The black Lycra top had a bright lemon stripe running down one side with a matching stripe on the tight, knee-length, shorts. His fluorescent trainers were yellow with black stripes, and, in his hand, he held a vivid orange water bottle.
It was Stella’s turn to look aghast
“I hope you’re not going out like that! Are you trying to get your own back or something?”
“No, but if you’re going to get fit, I might as well join you at the gym. Besides, I’ll be able to see if the fellas try to eye you up.”
“Eye me up? At my age?” Stella couldn’t believe her ears. “I thought you said I looked daft?”
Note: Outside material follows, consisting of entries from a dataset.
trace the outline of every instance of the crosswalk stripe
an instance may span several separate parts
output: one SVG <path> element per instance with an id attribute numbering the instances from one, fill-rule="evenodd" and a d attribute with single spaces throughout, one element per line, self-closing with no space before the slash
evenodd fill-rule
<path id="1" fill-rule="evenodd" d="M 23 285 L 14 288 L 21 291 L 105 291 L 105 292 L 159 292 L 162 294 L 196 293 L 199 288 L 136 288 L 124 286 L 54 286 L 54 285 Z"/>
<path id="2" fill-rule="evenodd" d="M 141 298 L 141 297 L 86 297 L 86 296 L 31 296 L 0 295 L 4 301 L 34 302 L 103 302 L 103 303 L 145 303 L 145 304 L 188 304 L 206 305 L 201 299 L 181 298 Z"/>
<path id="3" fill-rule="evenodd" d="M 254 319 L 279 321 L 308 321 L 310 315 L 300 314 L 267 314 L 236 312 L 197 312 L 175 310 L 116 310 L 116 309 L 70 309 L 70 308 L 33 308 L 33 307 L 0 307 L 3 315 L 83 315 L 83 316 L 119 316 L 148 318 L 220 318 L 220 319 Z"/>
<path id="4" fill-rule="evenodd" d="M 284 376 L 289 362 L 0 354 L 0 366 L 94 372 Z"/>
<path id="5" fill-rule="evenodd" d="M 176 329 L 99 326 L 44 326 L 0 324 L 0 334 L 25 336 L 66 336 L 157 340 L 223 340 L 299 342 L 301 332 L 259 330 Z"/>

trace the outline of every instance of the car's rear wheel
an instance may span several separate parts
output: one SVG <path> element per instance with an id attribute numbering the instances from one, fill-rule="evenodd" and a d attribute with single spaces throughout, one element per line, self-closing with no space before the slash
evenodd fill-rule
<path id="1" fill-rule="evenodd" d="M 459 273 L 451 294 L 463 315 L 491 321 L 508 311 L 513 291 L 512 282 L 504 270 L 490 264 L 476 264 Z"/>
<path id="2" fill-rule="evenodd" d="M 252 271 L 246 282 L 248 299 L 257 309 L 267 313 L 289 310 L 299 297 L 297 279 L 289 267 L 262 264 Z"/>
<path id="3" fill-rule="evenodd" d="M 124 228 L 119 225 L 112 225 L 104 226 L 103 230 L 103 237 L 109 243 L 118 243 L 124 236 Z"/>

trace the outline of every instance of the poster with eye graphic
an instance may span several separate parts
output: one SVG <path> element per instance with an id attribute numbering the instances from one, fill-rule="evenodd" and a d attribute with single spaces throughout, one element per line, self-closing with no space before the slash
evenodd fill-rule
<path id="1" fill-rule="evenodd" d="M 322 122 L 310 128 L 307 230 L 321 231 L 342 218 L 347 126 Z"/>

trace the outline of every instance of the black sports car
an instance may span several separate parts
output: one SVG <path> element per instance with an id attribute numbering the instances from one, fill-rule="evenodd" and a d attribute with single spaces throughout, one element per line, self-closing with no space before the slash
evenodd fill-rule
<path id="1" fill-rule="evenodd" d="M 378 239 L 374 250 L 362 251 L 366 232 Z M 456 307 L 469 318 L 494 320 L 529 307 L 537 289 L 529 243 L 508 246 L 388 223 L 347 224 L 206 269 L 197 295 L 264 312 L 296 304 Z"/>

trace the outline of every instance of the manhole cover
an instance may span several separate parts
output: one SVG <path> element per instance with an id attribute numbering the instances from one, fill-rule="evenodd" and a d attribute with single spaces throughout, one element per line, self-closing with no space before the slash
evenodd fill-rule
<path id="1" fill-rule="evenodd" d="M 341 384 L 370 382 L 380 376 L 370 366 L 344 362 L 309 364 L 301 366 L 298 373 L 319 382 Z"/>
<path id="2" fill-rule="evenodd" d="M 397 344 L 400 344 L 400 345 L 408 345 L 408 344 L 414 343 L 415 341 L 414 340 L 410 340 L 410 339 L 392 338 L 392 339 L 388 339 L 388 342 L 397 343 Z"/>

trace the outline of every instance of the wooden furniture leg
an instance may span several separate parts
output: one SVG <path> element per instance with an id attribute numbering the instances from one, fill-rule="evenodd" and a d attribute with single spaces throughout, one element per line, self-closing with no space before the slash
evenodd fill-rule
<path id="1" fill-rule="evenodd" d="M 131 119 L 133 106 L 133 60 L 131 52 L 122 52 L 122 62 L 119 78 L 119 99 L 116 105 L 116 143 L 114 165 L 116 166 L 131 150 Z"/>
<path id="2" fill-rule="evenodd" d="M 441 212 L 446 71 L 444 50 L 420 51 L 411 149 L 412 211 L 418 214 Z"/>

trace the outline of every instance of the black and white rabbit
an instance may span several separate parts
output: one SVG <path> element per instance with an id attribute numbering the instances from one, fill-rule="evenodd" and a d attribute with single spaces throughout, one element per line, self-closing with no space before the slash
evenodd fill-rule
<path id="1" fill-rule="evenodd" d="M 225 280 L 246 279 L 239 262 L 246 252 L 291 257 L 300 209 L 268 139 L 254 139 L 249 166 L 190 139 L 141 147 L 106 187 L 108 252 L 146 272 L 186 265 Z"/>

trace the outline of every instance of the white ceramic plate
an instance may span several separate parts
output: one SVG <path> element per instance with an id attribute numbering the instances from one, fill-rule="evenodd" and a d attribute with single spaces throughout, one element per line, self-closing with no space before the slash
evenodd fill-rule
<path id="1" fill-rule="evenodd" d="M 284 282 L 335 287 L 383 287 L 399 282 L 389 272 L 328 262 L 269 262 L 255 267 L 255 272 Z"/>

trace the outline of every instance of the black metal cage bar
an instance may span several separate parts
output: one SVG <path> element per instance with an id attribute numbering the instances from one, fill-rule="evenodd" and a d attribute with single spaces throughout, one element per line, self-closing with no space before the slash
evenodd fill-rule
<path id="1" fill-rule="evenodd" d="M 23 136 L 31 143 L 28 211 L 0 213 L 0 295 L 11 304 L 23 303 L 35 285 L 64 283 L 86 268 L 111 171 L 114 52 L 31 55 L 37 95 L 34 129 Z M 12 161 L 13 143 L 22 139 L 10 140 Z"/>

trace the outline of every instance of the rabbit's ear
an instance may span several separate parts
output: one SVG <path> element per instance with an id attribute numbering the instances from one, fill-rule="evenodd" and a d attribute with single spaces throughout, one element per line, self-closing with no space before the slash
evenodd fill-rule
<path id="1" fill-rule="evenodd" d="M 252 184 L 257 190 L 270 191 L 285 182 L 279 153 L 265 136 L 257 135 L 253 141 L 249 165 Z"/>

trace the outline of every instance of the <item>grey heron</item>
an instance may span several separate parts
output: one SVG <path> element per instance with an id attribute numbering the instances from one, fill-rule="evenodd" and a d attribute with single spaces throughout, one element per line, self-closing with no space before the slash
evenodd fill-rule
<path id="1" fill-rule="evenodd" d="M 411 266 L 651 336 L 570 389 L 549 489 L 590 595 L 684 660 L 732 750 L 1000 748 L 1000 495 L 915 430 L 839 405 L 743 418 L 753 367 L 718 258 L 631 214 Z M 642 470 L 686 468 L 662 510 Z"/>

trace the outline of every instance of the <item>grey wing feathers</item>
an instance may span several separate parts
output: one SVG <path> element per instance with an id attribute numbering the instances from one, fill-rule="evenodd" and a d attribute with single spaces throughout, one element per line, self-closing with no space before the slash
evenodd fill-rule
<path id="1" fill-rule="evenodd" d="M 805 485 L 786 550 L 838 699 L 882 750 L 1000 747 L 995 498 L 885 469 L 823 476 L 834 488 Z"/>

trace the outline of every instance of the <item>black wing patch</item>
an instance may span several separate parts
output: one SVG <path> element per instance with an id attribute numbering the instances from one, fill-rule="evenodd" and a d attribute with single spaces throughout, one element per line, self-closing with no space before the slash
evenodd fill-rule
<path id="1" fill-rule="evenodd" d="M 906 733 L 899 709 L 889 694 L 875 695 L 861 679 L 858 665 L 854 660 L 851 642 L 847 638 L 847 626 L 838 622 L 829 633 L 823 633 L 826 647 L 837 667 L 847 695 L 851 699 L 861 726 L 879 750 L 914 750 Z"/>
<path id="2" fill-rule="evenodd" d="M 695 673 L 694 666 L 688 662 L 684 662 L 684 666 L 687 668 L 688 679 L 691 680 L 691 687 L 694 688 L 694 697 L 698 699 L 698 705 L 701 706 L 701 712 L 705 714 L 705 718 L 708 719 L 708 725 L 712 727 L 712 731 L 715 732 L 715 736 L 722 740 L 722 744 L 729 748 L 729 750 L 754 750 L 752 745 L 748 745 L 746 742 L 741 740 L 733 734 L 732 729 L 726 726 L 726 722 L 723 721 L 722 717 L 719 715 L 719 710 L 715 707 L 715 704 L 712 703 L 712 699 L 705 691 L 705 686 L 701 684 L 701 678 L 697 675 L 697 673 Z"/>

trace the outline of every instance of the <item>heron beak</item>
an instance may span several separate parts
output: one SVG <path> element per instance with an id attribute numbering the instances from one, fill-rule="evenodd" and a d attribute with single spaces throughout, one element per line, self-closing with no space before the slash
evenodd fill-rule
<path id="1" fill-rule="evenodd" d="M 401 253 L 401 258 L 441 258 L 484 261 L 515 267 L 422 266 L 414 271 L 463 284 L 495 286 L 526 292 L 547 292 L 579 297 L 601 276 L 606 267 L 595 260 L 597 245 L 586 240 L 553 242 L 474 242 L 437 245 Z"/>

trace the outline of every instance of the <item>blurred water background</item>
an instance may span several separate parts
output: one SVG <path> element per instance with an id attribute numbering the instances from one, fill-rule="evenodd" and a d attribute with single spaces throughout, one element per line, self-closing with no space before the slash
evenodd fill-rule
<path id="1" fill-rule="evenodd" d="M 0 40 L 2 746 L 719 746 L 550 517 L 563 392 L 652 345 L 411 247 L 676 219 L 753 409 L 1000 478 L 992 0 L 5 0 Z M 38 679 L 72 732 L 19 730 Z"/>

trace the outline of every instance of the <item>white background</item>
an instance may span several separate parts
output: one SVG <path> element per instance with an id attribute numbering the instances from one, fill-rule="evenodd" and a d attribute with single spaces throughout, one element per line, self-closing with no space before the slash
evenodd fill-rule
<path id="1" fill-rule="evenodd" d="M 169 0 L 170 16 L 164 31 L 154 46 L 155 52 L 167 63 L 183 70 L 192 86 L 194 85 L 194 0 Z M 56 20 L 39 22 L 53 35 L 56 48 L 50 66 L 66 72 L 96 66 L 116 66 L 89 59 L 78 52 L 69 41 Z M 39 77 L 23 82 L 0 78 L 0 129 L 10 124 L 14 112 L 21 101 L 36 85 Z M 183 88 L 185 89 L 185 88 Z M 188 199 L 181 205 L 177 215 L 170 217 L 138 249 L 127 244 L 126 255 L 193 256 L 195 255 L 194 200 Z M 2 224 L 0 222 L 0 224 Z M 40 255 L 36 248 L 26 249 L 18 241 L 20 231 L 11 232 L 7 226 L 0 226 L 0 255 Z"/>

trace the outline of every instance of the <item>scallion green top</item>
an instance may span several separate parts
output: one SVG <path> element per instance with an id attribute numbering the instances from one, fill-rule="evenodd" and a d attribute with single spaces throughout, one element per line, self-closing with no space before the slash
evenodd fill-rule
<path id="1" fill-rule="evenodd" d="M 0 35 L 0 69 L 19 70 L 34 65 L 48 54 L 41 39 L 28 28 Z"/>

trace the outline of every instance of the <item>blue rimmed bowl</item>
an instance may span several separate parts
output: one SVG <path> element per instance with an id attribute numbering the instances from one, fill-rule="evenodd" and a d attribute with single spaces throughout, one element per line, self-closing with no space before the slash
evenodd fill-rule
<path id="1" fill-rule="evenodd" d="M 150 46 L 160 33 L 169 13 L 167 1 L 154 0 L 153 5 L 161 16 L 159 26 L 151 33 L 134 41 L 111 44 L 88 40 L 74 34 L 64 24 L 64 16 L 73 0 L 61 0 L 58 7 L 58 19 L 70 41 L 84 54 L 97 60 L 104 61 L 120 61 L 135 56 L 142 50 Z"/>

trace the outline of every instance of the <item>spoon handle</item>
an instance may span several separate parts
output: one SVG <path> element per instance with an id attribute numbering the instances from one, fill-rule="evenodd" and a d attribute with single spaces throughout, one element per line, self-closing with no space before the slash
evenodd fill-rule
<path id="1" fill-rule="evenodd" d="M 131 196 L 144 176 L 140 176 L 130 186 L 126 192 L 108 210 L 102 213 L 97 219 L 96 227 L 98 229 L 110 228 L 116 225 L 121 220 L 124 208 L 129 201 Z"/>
“I was only jealous. OK, so folks at the gym might think you’ve brought your father with you, but I can handle that.” Cliff leant forward and ruffled her hair. “You’re beautiful but you’ve never believed it, have you? Our Rosie’s just the same. Pretty as a picture but blow me if she doesn’t know it either.”
Stella smiled. Rosie had done well at school but decided not to go to college like some of her friends. Instead, she got a job in the local builder’s office where she met Tim. They were married three years later. These days Rosie sold houses on a new development in town while her husband worked round the clock as a painter and decorator.
Best thing we ever did, having that daughter of ours.
Cliff was still talking. “A sister would have been nice, of course, but you can’t improve on perfection.”
“A sister?” Stella gasped. “I always thought you wanted a son?”
“You do too much thinking, that’s your problem. Show me a man who doesn’t want daughters, despite all the macho talk.” He bent down and tightened his laces. “I’m sorry we never got a second chance. I know how much it would have meant to you.”
Stella’s heart flipped over. All these years she believed her husband had wanted a son. If only she’d had the courage to ask how he felt.
Out loud she said, “If you really want to come to the gym, there’s cycling for the over seventies on Monday afternoons. And talking of daughters, Rosie rang when you were out.” Stella couldn’t keep the smile off her face. “She’s having a baby. They found out yesterday. Isn’t it wonderful?”
Cliff stopped in his tracks, a wide grin spreading across his face. “It’s more than wonderful. It’s the best news we’ve had in a very long time.” Throwing his arms around Stella, Cliff lifted her off the ground, whooping with joy. “I’ll have to join the gym now, to get fit for our grandchild.”
“OK – on one condition.”
“Anything. Just name it.”
“Get rid of that citrus stuff, will you, love? Stop trying to hide your age.”
“It’s a deal.” Cliff nodded. “You can take the whole lot to the charity shop. To tell you the truth, it makes me feel a right lemon! Now, what did you say was for tea?”